Europe Between The Oceans by Barry Cunliffe. A history of the continent, starting with the spread of the Neolithic package (farming, animal domestication, large settlements, pottery, etc.) from Turkey westward, displacing or converting the already present hunter-gatherers. I'm finding it quite interesting in the context of Jared Diamond's
Guns, Germs, and Steel, which I read a couple of years ago. Diamond's major thesis was that Europe (and to a lesser extent Asia) conquered the world rather than vice versa in the post 1492 era because it had a fortunate head start thousands of years earlier. Better wild animals to domesticate, much better plants to bend into productive crops, and an east-west continental orientation which allowed successful innovations to quickly propagate through similar climatic zones. The early adoption of productive agriculture allowed centers of high population to grow, which led to innovation and specialization, and not least to the evolution of deadly communicable diseases to which the people became (through a painful and deadly process) relatively immune, but to which the native populations of the Americas were highly susceptible once contact was made. I know this is considered an oversimplification by many, especially those who tend to read a lot into race. The head start does seem to be fairly inarguable though.

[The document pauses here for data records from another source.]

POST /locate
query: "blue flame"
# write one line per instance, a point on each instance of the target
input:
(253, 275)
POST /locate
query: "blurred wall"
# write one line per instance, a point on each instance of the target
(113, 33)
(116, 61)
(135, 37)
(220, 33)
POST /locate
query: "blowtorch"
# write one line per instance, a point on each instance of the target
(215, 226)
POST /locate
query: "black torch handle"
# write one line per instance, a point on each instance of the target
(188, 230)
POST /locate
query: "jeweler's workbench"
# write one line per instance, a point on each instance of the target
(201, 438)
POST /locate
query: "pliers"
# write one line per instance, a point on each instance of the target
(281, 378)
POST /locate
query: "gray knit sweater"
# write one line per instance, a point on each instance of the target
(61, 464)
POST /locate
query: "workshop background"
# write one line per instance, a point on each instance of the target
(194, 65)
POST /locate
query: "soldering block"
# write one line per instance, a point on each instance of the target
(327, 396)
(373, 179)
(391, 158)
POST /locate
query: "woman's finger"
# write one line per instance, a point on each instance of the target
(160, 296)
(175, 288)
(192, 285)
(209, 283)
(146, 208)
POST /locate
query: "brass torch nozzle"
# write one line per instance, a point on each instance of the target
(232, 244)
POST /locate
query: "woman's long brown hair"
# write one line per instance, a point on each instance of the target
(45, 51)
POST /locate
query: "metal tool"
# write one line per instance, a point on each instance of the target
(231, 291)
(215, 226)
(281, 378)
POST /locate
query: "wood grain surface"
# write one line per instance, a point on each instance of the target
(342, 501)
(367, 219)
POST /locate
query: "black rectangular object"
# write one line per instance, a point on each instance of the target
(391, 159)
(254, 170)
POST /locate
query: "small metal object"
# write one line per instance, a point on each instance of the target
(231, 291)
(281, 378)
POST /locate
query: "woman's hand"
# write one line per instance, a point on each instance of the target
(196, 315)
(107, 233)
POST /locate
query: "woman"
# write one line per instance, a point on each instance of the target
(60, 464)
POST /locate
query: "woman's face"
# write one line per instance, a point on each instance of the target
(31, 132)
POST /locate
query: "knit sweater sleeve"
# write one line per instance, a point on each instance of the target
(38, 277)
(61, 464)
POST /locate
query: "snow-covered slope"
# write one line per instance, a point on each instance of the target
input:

Regardless of the Diamond connection though, Cunliffe's book is one of those monumental accomplishments around which it is hard to get one's mind. The book is clearly the life's work of a man who knows and has synthesized more about a subject that most of us can ever dream of. It is technical and demanding reading (you are very quickly after a single quick definition presumed to remember what terms such as Linearbandkeramik signify), and I wonder how such a book (expensively produced with high quality color illustration and photography) even makes its money back. It's not exorbitantly priced or anything, $30 at Amazon.